También establecieron que las zonas  donde actúan estos sospechosos son los barrios Juan XXIII, conocido como “La Bombilla”, Trulalá, El Sifón, La Chimenea -donde fue asesinado Juan Agripino Flores- Villa 9 de Julio, Alejandro Heredia, Villa Piolín y El Triángulo, entre otros sectores.

Los más conocidos
“Cheito”.- Fue acusado de haber cometido varios asaltos, pero su nombre cobró notoriedad al ser uno de los principales sospechosos del crimen de Lucas Agüero Quiroz. Le dieron permiso para instalarse en La Rioja, pero volvió a la provincia y fue detenido nuevamente después de haber cometido varios atracos. Está alojado en el Instituto Roca.
    
“Bebo”.- A pesar de tener sólo 15 años, fue imputado en al menos 10 causas de robo agravado. Es el principal acusado del crimen de Juan Agripino Flores.
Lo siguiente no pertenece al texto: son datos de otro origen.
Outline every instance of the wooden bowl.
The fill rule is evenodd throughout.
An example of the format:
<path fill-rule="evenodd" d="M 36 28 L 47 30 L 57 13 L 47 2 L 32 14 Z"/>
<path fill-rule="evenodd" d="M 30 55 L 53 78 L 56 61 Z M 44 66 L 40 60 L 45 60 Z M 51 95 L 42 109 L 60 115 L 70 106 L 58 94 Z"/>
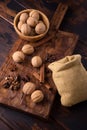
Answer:
<path fill-rule="evenodd" d="M 27 41 L 32 41 L 32 42 L 35 42 L 35 41 L 37 41 L 37 40 L 40 40 L 41 38 L 43 38 L 46 34 L 47 34 L 47 32 L 48 32 L 48 30 L 49 30 L 49 20 L 48 20 L 48 18 L 47 18 L 47 16 L 44 14 L 44 13 L 42 13 L 41 11 L 39 11 L 39 10 L 35 10 L 35 11 L 38 11 L 38 13 L 40 14 L 40 16 L 41 16 L 41 19 L 42 19 L 42 21 L 45 23 L 45 25 L 46 25 L 46 31 L 44 32 L 44 33 L 42 33 L 42 34 L 36 34 L 36 35 L 34 35 L 34 36 L 29 36 L 29 35 L 24 35 L 24 34 L 22 34 L 21 33 L 21 31 L 18 29 L 18 27 L 17 27 L 17 25 L 18 25 L 18 22 L 19 22 L 19 17 L 20 17 L 20 15 L 22 14 L 22 13 L 30 13 L 32 10 L 35 10 L 35 9 L 26 9 L 26 10 L 22 10 L 21 12 L 19 12 L 19 13 L 17 13 L 17 15 L 15 16 L 15 18 L 14 18 L 14 29 L 15 29 L 15 31 L 17 32 L 17 34 L 20 36 L 20 38 L 21 39 L 24 39 L 24 40 L 27 40 Z"/>

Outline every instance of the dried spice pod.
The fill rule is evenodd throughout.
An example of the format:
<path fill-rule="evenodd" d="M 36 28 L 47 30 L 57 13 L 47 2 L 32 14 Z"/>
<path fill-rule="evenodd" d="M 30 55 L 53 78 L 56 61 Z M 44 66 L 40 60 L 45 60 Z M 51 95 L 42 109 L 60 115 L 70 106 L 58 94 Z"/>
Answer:
<path fill-rule="evenodd" d="M 10 85 L 11 85 L 11 83 L 12 83 L 12 81 L 13 81 L 13 77 L 11 77 L 11 76 L 6 76 L 3 80 L 2 80 L 2 87 L 3 88 L 10 88 Z"/>
<path fill-rule="evenodd" d="M 44 98 L 44 94 L 41 90 L 36 90 L 31 94 L 31 100 L 34 103 L 39 103 L 43 100 Z"/>
<path fill-rule="evenodd" d="M 21 86 L 21 78 L 20 75 L 17 75 L 16 77 L 14 77 L 14 80 L 12 81 L 11 85 L 10 85 L 10 89 L 11 90 L 19 90 L 20 86 Z"/>
<path fill-rule="evenodd" d="M 47 53 L 46 57 L 45 57 L 45 62 L 53 62 L 56 60 L 56 55 L 53 55 L 53 54 L 49 54 Z"/>
<path fill-rule="evenodd" d="M 19 90 L 19 88 L 20 88 L 20 83 L 18 83 L 18 82 L 14 82 L 10 86 L 11 90 Z"/>

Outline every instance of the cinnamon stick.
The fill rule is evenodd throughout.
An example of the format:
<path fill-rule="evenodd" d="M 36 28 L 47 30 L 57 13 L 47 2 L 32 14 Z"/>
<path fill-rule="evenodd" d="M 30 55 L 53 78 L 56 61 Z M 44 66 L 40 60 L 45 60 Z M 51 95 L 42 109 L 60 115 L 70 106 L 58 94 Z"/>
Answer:
<path fill-rule="evenodd" d="M 40 81 L 40 75 L 37 72 L 33 72 L 33 76 Z M 52 87 L 48 83 L 43 84 L 48 90 L 51 90 Z"/>
<path fill-rule="evenodd" d="M 40 76 L 37 72 L 33 72 L 33 76 L 40 81 Z"/>
<path fill-rule="evenodd" d="M 45 78 L 45 64 L 40 67 L 40 83 L 44 83 Z"/>

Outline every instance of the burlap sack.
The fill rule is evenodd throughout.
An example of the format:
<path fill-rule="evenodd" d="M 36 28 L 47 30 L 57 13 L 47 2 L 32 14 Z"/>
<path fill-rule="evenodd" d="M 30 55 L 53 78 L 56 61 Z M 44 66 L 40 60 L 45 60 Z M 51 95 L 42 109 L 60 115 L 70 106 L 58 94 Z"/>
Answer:
<path fill-rule="evenodd" d="M 48 66 L 63 106 L 87 100 L 87 72 L 80 55 L 66 56 Z"/>

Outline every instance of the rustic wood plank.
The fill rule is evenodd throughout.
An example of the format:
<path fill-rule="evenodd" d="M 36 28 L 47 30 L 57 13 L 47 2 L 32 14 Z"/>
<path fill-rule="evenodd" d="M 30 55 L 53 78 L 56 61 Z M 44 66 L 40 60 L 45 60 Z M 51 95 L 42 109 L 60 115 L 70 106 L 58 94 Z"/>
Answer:
<path fill-rule="evenodd" d="M 56 29 L 58 30 L 60 27 L 60 24 L 66 14 L 66 11 L 68 9 L 68 5 L 60 3 L 58 8 L 56 9 L 54 16 L 51 20 L 51 27 L 50 29 Z"/>
<path fill-rule="evenodd" d="M 46 65 L 48 65 L 50 62 L 53 62 L 53 61 L 58 60 L 58 59 L 66 56 L 68 54 L 71 54 L 71 52 L 72 52 L 72 44 L 74 43 L 74 41 L 76 41 L 77 37 L 75 38 L 75 36 L 73 37 L 73 35 L 70 35 L 70 34 L 69 35 L 66 34 L 67 36 L 66 35 L 64 36 L 64 35 L 65 34 L 62 34 L 62 33 L 59 32 L 59 34 L 58 34 L 59 37 L 58 37 L 57 41 L 55 43 L 53 43 L 54 47 L 53 47 L 52 42 L 44 44 L 42 47 L 40 46 L 40 47 L 38 47 L 36 49 L 36 52 L 34 53 L 34 55 L 40 55 L 43 60 L 45 60 L 45 58 L 48 56 L 48 61 L 46 61 Z M 11 57 L 12 54 L 16 50 L 21 50 L 21 48 L 22 48 L 22 46 L 24 44 L 26 44 L 26 41 L 22 41 L 22 40 L 18 40 L 14 44 L 14 46 L 13 46 L 11 52 L 10 52 L 10 55 L 7 57 L 6 62 L 3 64 L 2 68 L 1 68 L 1 71 L 0 71 L 1 79 L 4 79 L 7 75 L 15 75 L 15 73 L 19 73 L 19 75 L 21 75 L 23 77 L 25 77 L 26 75 L 29 75 L 30 79 L 34 83 L 36 83 L 37 86 L 40 87 L 40 84 L 39 84 L 38 80 L 36 80 L 35 77 L 32 77 L 32 70 L 33 71 L 37 71 L 37 70 L 32 68 L 32 66 L 30 64 L 31 57 L 27 57 L 28 62 L 25 61 L 25 63 L 23 63 L 23 64 L 16 64 L 16 66 L 18 68 L 16 72 L 11 72 L 11 70 L 10 70 L 11 65 L 14 64 L 14 62 L 12 60 L 12 57 Z M 70 48 L 71 48 L 71 51 L 70 51 Z M 38 71 L 37 71 L 37 73 L 38 73 Z M 50 84 L 49 77 L 46 77 L 46 80 Z M 52 91 L 44 89 L 45 86 L 43 87 L 43 85 L 39 88 L 45 94 L 45 99 L 44 99 L 43 103 L 41 103 L 39 105 L 32 104 L 29 97 L 27 97 L 28 99 L 26 98 L 26 100 L 24 102 L 26 102 L 27 100 L 30 100 L 30 102 L 31 102 L 30 104 L 27 104 L 27 106 L 24 106 L 24 104 L 20 104 L 22 86 L 21 86 L 21 89 L 18 92 L 16 92 L 17 93 L 16 98 L 13 98 L 13 99 L 10 99 L 10 97 L 9 97 L 9 99 L 6 99 L 7 95 L 11 94 L 11 93 L 9 93 L 10 91 L 8 89 L 6 89 L 6 91 L 4 93 L 4 97 L 3 97 L 4 89 L 1 86 L 1 89 L 0 89 L 0 102 L 4 103 L 4 104 L 7 104 L 7 105 L 10 105 L 10 106 L 13 106 L 13 107 L 16 107 L 16 108 L 18 108 L 20 110 L 24 110 L 26 112 L 29 112 L 29 113 L 32 113 L 32 114 L 39 115 L 41 117 L 47 118 L 49 113 L 50 113 L 52 102 L 53 102 L 53 100 L 55 98 L 55 94 L 56 94 L 56 89 L 55 89 L 54 83 L 51 82 L 50 85 L 53 88 Z M 12 94 L 14 95 L 14 92 L 12 92 Z M 47 101 L 45 102 L 45 100 L 47 100 Z M 15 103 L 15 101 L 17 101 L 17 102 Z M 38 113 L 37 110 L 39 110 L 39 113 Z"/>

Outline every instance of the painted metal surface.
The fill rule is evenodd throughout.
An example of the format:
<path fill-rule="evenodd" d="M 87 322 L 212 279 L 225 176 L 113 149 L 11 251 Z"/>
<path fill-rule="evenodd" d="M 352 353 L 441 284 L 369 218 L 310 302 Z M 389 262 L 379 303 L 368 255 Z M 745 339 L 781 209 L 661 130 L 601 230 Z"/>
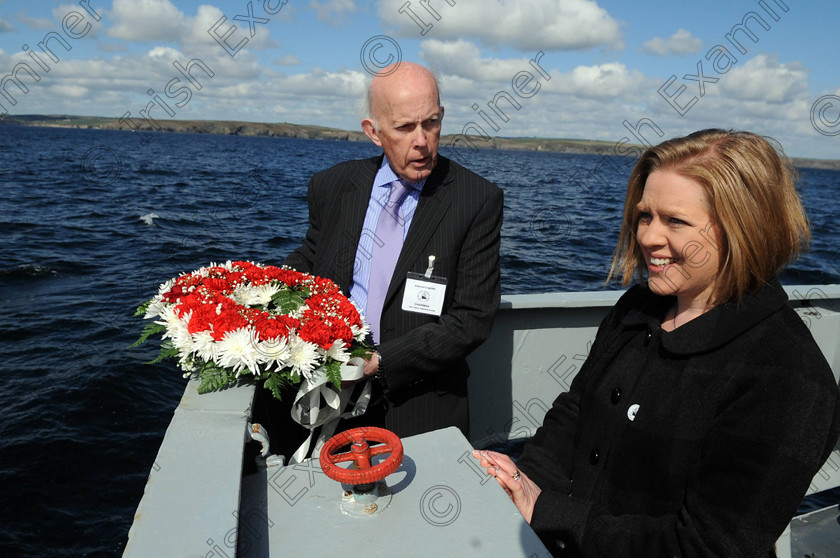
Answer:
<path fill-rule="evenodd" d="M 791 286 L 786 290 L 840 379 L 840 286 Z M 557 394 L 568 389 L 601 319 L 620 294 L 603 291 L 503 297 L 490 339 L 469 359 L 472 445 L 483 447 L 533 435 Z M 389 520 L 387 516 L 393 511 L 389 507 L 382 517 L 374 518 L 385 518 L 377 534 L 366 532 L 364 537 L 340 540 L 331 534 L 330 525 L 350 518 L 324 515 L 331 506 L 327 499 L 339 498 L 341 491 L 327 491 L 327 483 L 338 485 L 320 470 L 298 464 L 272 467 L 242 478 L 253 387 L 201 396 L 195 387 L 195 382 L 189 382 L 175 410 L 124 556 L 265 557 L 269 556 L 269 542 L 272 556 L 285 556 L 289 548 L 306 550 L 313 536 L 318 544 L 328 544 L 331 553 L 346 545 L 361 544 L 363 553 L 370 554 L 375 552 L 372 549 L 376 542 L 396 540 L 402 545 L 400 555 L 416 551 L 424 556 L 469 556 L 470 552 L 483 550 L 484 555 L 517 556 L 515 552 L 530 548 L 526 543 L 536 540 L 495 481 L 481 477 L 483 473 L 472 468 L 469 442 L 463 437 L 453 441 L 448 434 L 442 444 L 434 441 L 434 434 L 424 435 L 431 436 L 426 439 L 416 437 L 417 441 L 406 439 L 411 441 L 406 445 L 408 459 L 393 475 L 394 488 L 400 492 L 394 495 L 391 506 L 405 508 L 409 527 L 397 525 L 396 516 Z M 283 476 L 280 470 L 285 471 Z M 840 486 L 840 447 L 815 476 L 810 492 L 834 486 Z M 325 492 L 319 495 L 322 489 Z M 303 514 L 304 508 L 298 508 L 307 496 L 307 505 L 318 510 L 314 515 Z M 285 506 L 288 513 L 269 515 L 270 499 L 271 509 Z M 478 516 L 467 511 L 473 509 L 474 502 L 481 504 Z M 452 510 L 459 510 L 456 519 L 444 525 Z M 507 544 L 516 541 L 520 545 L 514 545 L 513 554 L 497 552 L 487 546 L 483 536 L 471 535 L 473 527 L 489 522 L 491 515 L 494 519 L 488 524 L 494 534 Z M 308 523 L 320 526 L 317 535 L 303 530 Z M 283 527 L 275 531 L 279 526 Z M 443 550 L 432 551 L 428 546 L 432 539 L 439 541 Z M 284 548 L 282 544 L 291 546 Z M 522 555 L 531 558 L 535 553 L 539 558 L 546 555 L 544 550 Z M 790 556 L 789 550 L 780 552 L 780 556 Z"/>
<path fill-rule="evenodd" d="M 225 558 L 223 549 L 236 548 L 254 387 L 199 395 L 197 385 L 188 382 L 166 430 L 128 533 L 127 558 Z"/>
<path fill-rule="evenodd" d="M 786 286 L 785 291 L 840 380 L 840 285 Z M 534 435 L 557 395 L 569 389 L 601 320 L 621 294 L 502 297 L 490 338 L 468 358 L 475 446 Z"/>
<path fill-rule="evenodd" d="M 840 506 L 831 506 L 790 522 L 791 555 L 814 558 L 840 555 Z"/>
<path fill-rule="evenodd" d="M 328 478 L 318 459 L 269 474 L 269 555 L 548 556 L 496 480 L 477 467 L 458 429 L 402 443 L 402 465 L 386 479 L 391 503 L 371 517 L 342 512 L 349 486 Z"/>

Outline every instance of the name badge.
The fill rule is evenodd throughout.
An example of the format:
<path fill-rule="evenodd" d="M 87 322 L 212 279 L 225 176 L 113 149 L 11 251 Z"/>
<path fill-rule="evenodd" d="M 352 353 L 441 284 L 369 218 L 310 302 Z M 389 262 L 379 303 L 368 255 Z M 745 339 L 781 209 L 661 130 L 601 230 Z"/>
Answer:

Está aprehendido.

“Jesusito”.- Es uno de los asaltantes más peligrosos de la provincia. Desde hace años que genera pánico entre sus víctimas por su agresividad. Se especializa en atracar comercios y taxistas. Se encuentra privado de su libertad.

“Juanqui”.- Sorprendió a investigadores y a empleados judiciales cuando confirmó que el disparó una pistola 11.25 para acabar con la vida de José Mascareño en lo que se supone fue una guerra entre dos bandas.

“El eze”.- Peligroso asaltante que se enfrentó en más de una vez con la Policía. En un tiroteo fue herido gravemente y logró recuperarse. Se escapó del Centro de Salud y durante meses cometió delitos con una bolsa de colectomía a cuestas. Volvieron a aprehenderlo y actualmente está recluido en el Roca. Su padre, un reconocido asaltante que está cumpliendo pena en Jujuy, a través de una carta, le pidió al juez de Menores Raúl Ruiz que no lo deje en libertad ante el temor de que lo maten.

“Jefecito”.- Según la Policía, es uno de los nuevos pesos pesados del mundo del hampa. Se especializa en cometer asaltos. Se hizo famoso porque en durante una discusión hirió de un balazo a “Ignacito”, otro adolescente que es considerado de sumamente peligroso por la Policía. Está en libertad, pero debe cumplir varias medidas tutelares.

“Plumita”.- A pesar de que se encuentra detenido en el penal de Villa Urquiza, el menor es considerado uno de los asaltantes más peligrosos de la provincia. Cuando era menor de edad, fue acusado de los crímenes de Carlos Soria y de Teresa Irene Villar de Zumaeta, a quienes mataron para robarle la motocicleta en la que ella circulaba.

“Huevo”.- Generó terror durante varios años en distintos barrios de la ciudad, especialmente en los marginales que están a la vera del río Salí y en el parque 9 de Julio. También estuvo acusado de participar en el crimen de Villar de Zumaeta. Fue asesinado por una mujer el 1 de enero de 2006.

El santiagueñito”.- Es oriundo de la vecina provincia. Es denunciado permanentemente por los vecinos de Villa Amalia por los asaltos que comete en la zona de La Chimenea. Es amigo de los menores que están detenidos por el crimen del changarín Flores.

 “Monito”.- Durante años generó terror en la zona de “La Bombilla” hasta que fue detenido por el crimen de Agüero Quiroz. Ingresó a un plan de rehabilitación de las adicciones en un hogar alejado del ambiente donde delinquió. Es considerado un ejemplo de recuperación.